El TSJA ha inadmitido la querella, tal y como había solicitado la Fiscalía Superior de Andalucía, al considerar que la libertad de expresión ha de prevalecer sobre el derecho al honor. En este sentido, el auto indica que “si en general la libertad de expresión ha de prevalecer sobre el derecho al honor, habiendo de interpretarse de manera restrictiva los tipos penales que limiten al manera de expresar ideas, sentimiento u opiniones, más aún ha de prevalecer en un momento político especialmente protegido, cual es la campaña electoral, en la que un candidato aspira a representar a una parte de la ciudadanía”.

Juan Marín, líder de Ciudadnos. Juan Marín, líder de Ciudadnos.

Juan Marín, líder de Ciudadnos.

El auto señala que “cualquier restricción penal de los medios, los modos y las formas de presentarse ante el 'público electoral' es una interferencia en un espacio cuyo control está atribuido de manera singular al electorado”.

El TSJA pone como ejemplo que si un artista, cantante o literato puede utilizar recursos y estilos para "llamar la atención" de un público sin temor a sanciones penales, "más aún ha de blindarse un espacio de impunidad al candidato a representar parlamentariamente a un electorado, de manera que ha de sentirse libre para elegir los mensajes, el estilo y los métodos que mercerán censura o aplauso por parte de la ciudadanía llamada a valorar su candidatura".

Así, no se trata sólo de que en el ámbito del debate político, en general, “se atenúen las limitaciones de la libertad de expresión, sino de que una campaña electoral es el momento privilegiado por excelencia para la más amplia libertad de expresión, dada su finalidad”.

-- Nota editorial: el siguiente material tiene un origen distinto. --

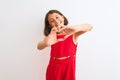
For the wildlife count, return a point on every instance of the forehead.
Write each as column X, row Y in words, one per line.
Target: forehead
column 53, row 15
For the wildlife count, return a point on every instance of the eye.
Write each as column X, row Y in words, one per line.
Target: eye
column 57, row 17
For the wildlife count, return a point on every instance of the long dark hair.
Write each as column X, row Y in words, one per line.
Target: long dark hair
column 47, row 28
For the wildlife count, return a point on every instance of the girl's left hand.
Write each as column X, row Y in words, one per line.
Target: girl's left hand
column 68, row 30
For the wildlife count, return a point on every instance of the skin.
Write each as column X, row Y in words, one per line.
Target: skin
column 56, row 22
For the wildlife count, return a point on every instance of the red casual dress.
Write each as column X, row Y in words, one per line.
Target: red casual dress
column 62, row 69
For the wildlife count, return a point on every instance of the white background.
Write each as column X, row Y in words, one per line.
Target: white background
column 21, row 28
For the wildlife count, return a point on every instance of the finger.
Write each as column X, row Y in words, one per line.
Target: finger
column 58, row 40
column 54, row 30
column 66, row 36
column 62, row 28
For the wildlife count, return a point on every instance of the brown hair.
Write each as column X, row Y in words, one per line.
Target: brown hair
column 47, row 28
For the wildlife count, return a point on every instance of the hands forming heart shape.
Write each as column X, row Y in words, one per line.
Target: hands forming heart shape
column 66, row 31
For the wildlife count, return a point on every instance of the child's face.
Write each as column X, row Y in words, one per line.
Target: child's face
column 55, row 20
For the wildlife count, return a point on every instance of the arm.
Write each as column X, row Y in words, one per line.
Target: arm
column 80, row 29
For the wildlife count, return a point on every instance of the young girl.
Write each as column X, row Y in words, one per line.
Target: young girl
column 63, row 41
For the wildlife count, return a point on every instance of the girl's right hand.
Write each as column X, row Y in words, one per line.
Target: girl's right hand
column 52, row 37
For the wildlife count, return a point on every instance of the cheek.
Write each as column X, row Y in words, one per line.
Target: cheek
column 52, row 24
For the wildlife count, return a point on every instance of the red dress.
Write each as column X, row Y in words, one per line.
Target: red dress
column 62, row 69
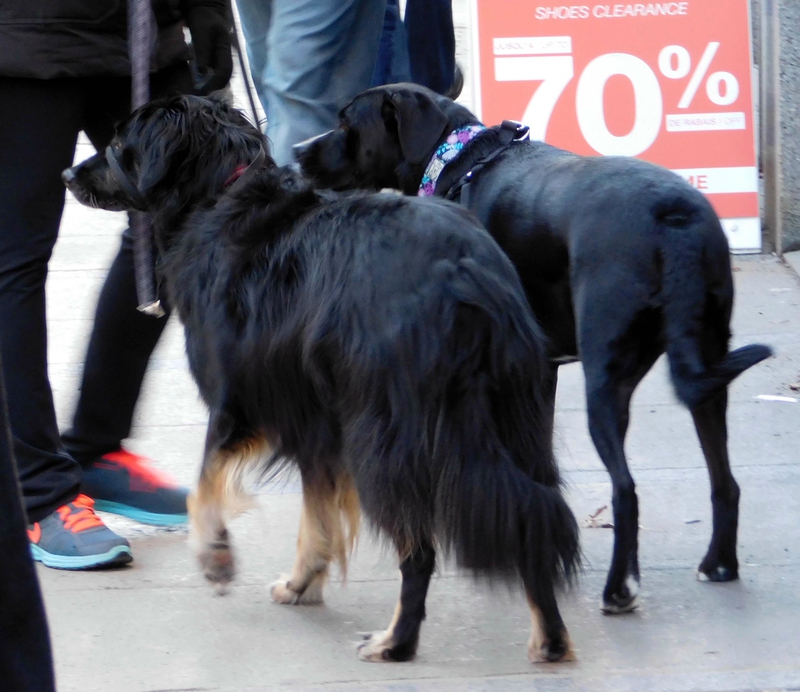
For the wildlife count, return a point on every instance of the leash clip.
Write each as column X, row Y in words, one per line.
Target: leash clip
column 153, row 309
column 520, row 130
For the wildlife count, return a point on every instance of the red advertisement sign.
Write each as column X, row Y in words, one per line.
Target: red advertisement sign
column 669, row 82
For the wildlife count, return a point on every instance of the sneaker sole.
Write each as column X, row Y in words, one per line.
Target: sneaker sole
column 118, row 555
column 141, row 515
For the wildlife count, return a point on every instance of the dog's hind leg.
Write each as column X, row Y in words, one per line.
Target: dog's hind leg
column 549, row 640
column 328, row 526
column 720, row 563
column 220, row 495
column 615, row 359
column 398, row 642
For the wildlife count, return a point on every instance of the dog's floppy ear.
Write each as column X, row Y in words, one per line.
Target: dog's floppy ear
column 420, row 123
column 164, row 138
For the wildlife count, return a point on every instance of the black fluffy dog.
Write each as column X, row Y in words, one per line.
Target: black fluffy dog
column 621, row 261
column 381, row 344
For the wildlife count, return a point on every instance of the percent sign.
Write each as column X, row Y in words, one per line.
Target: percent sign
column 556, row 71
column 713, row 83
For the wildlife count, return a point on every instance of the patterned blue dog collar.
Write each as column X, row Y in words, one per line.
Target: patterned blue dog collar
column 446, row 152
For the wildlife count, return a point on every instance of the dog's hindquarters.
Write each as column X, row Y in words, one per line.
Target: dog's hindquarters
column 698, row 299
column 697, row 295
column 483, row 485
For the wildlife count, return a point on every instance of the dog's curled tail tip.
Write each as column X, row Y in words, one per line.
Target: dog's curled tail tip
column 696, row 390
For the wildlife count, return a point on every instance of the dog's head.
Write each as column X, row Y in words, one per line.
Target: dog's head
column 385, row 138
column 169, row 154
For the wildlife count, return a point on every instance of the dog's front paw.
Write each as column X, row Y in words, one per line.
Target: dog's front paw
column 218, row 565
column 624, row 600
column 382, row 647
column 542, row 651
column 376, row 647
column 282, row 592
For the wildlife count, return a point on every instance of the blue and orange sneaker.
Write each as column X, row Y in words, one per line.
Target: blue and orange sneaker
column 126, row 484
column 74, row 537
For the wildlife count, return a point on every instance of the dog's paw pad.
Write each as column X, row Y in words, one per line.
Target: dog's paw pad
column 719, row 573
column 376, row 647
column 282, row 592
column 547, row 652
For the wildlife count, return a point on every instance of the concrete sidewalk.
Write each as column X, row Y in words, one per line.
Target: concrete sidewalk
column 157, row 626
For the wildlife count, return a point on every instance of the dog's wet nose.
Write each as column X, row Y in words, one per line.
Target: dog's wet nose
column 301, row 149
column 68, row 175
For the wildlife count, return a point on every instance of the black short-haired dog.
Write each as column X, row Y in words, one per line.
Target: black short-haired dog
column 382, row 345
column 621, row 261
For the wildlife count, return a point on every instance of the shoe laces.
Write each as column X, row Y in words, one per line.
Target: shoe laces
column 139, row 467
column 79, row 515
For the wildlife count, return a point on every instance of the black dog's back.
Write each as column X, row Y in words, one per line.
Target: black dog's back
column 425, row 381
column 383, row 345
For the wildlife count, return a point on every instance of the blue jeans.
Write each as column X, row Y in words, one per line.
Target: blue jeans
column 423, row 50
column 392, row 65
column 308, row 58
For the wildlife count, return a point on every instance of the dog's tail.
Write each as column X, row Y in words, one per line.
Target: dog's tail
column 697, row 294
column 490, row 514
column 499, row 506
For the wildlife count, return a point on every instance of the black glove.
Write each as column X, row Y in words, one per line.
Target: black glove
column 210, row 25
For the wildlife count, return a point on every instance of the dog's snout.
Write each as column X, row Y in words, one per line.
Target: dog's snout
column 302, row 149
column 68, row 175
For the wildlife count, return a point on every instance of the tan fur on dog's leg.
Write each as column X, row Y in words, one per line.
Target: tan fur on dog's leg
column 219, row 497
column 328, row 529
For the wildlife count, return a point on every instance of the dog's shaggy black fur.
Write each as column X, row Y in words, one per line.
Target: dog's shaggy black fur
column 621, row 261
column 381, row 344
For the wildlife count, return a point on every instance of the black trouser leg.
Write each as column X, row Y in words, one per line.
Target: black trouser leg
column 39, row 124
column 25, row 659
column 119, row 350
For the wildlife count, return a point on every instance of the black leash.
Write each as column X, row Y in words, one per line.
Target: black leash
column 140, row 39
column 248, row 86
column 509, row 131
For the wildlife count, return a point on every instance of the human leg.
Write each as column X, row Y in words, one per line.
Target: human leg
column 30, row 214
column 391, row 65
column 431, row 43
column 64, row 531
column 319, row 55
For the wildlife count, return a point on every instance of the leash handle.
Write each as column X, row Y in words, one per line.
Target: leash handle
column 141, row 33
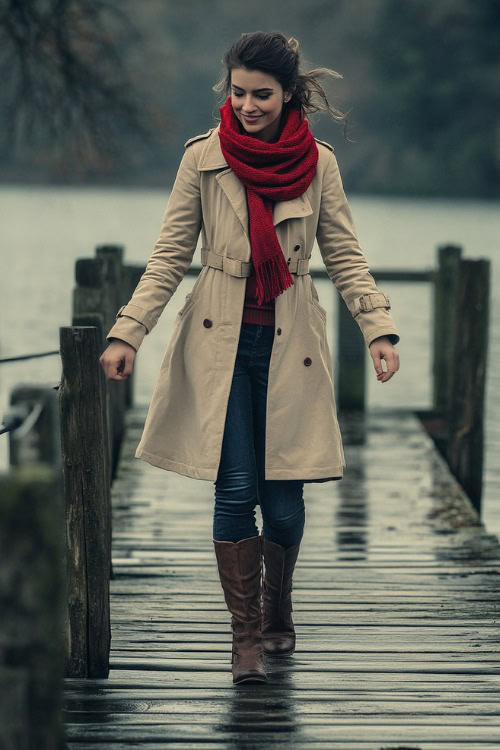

La injuria requiere algo más en el contexto político

El tribunal reconoce que no basta incoar la libertad de expresión para excluir absolutamente y en todo caso la posible existencia de un delito de injurias, ni siquiera en campaña electoral. Pero ese mínimo reducto, según señala el auto, lo constituye “la 'ofensa personal' directa y gratuita sin ligazón con la finalidad política o argumentativa del discurso, pero no el modo ofensivo de expresarse el discurso mismo”. "Dicho de otro modo, si los modos ofensivos pueden llegar a ser injurias en otros contextos, entiende la Sala que no lo son en el ámbito de una campaña electoral, pues en tal caso la injuria requerirá que se trate de algo más que una molesta o injusta manera de expresar lo que se piensa", añade.

El TSJA concluye que debe descartarse de plano “la tipificación de los mismos dentro de los delitos de injurias y de calumnias por no exceder de los necesariamente generosos límites de la libertad de expresión, particularmente en el contexto electoral en que se produjeron”.